Damat Mustafa Paşa, Padişah 4. Mehmet'in sürekli yakın çevresinde bulunduğundan şair Nabi'nin şiirdeki ustalığı da zamanla kulaktan kulağa yayıldı. Şair Nabi, Padişah 4. Mehmet'in şehzadeleri için Edirne'de düzenlenen sünnet şenliklerini anlattığı ilk yapıtı "Surname " adlı mesneviyi ise 1675 yılında hazırladı. Ardından kutsal topraklara hac farizası için giden duayen şair, bu beldelerdeki izlenimlerini ise 1678 yılında "Tuhfetül Harameyn" adlı kitapta okurlarıyla paylaştı.
Nabi, adeta hayatının değişmesine vesile olan ve kendisini kollayan Damat Mustafa Paşa'nın 1686'da vefatı üzerine Halep'e yerleşti. Yaklaşık 25 yıl Halep'te yaşayan Nabi, eserlerinin birçoğunu da bu ilham dolu kentte kaleme aldı. Burada oğlu Ebulhayr nazarında, dönemin gençlerine öğütlerini kapsayan üçüncü eseri "Hayriyye" adlı ünlü mesneviyi yayınladı.

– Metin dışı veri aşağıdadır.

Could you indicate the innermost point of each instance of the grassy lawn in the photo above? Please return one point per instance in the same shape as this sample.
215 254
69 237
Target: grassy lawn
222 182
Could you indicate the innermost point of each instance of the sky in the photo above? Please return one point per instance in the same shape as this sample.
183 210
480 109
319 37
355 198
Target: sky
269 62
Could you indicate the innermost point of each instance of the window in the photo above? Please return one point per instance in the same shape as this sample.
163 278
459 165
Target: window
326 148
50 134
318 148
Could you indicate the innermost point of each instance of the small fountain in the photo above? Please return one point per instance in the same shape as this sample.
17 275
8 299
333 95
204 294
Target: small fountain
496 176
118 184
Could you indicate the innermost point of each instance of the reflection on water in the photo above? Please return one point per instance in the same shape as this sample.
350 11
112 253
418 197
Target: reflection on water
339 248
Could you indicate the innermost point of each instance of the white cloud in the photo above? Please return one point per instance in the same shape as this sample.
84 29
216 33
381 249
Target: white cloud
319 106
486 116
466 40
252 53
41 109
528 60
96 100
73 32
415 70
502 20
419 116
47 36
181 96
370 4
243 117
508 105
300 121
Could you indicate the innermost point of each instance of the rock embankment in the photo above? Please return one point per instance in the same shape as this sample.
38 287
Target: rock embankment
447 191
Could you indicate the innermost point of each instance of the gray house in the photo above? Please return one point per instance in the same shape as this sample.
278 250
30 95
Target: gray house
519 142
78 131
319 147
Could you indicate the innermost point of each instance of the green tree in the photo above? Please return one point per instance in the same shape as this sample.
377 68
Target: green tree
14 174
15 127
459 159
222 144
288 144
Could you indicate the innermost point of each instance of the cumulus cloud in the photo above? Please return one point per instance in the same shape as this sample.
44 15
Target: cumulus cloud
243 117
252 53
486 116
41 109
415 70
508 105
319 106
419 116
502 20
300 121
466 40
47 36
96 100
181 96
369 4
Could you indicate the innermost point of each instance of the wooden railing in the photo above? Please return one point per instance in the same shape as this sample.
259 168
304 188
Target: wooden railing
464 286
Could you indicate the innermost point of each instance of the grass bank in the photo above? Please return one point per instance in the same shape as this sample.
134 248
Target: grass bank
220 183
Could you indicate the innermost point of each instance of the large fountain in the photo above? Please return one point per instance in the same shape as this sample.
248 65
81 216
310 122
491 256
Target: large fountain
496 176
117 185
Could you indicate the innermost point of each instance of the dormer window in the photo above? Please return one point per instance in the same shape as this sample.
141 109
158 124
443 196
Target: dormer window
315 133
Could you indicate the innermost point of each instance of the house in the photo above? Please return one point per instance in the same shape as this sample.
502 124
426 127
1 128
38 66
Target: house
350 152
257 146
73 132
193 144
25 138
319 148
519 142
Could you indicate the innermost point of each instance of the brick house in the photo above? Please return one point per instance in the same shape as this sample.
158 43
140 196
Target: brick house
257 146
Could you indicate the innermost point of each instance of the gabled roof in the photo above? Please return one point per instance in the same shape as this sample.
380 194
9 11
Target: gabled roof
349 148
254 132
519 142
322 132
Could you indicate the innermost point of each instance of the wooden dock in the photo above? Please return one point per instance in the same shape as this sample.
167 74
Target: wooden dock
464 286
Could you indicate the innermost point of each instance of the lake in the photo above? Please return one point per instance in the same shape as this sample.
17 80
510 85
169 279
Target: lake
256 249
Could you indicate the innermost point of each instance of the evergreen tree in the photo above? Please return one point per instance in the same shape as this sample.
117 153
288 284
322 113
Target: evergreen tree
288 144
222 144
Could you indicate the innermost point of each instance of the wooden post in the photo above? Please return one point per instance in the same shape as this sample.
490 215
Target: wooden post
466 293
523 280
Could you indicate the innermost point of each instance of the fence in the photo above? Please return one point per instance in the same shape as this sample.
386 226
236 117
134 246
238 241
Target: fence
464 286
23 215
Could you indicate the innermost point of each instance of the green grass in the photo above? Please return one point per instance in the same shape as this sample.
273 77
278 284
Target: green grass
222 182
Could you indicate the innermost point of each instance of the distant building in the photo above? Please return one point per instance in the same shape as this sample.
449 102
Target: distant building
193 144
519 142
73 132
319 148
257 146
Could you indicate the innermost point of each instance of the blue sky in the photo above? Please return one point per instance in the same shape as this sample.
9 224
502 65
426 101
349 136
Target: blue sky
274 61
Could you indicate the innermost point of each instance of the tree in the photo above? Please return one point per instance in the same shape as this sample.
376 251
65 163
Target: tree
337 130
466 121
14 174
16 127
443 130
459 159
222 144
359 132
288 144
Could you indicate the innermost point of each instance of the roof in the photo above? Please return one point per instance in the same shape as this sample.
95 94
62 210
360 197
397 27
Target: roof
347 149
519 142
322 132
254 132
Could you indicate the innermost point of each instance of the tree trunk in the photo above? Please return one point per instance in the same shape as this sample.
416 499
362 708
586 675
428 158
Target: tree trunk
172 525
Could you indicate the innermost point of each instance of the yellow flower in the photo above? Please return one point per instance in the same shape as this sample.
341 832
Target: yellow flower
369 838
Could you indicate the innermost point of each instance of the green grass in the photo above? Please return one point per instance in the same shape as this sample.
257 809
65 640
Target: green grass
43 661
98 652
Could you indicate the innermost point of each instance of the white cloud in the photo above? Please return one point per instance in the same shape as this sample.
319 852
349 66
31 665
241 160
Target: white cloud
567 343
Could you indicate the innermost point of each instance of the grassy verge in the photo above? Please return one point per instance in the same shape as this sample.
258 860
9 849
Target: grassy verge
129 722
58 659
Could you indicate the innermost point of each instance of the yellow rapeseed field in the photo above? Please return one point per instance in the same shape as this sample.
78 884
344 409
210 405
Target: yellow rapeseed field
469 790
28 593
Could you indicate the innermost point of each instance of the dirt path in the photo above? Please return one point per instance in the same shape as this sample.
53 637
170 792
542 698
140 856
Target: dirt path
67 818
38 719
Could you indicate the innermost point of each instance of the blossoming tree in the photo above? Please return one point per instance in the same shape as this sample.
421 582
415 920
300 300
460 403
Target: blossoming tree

Halep Valisi Baltacı Mehmet Paşa sadrazam olunca Nabi'yi de yanına aldı. Bu dönemlerde şair Nabi, darphane eminliği, baş eğitmenlik gibi görevlerde bulundu. Nabi'nin diğer eserleri arasında ise Türkçe Divan, Farsça Divan, Hayrabad, Terceme-i Hadis-i Erbain, Fetihname-i Kamaniçe, Zeyl-i Siyer-i Veysi ve Münşeat yer alıyor.
13 Nisan 1712 tarihinde vefat eden Şair Nabi, Üsküdar'da Karacaahmet Mezarlığı'na defnedildi. Zamanla tahrip olan Nabi'nin mezarı ise dönemin padişahları II. Mahmut ve II. Abdülhamit Han tarafından da tamir ettirildi.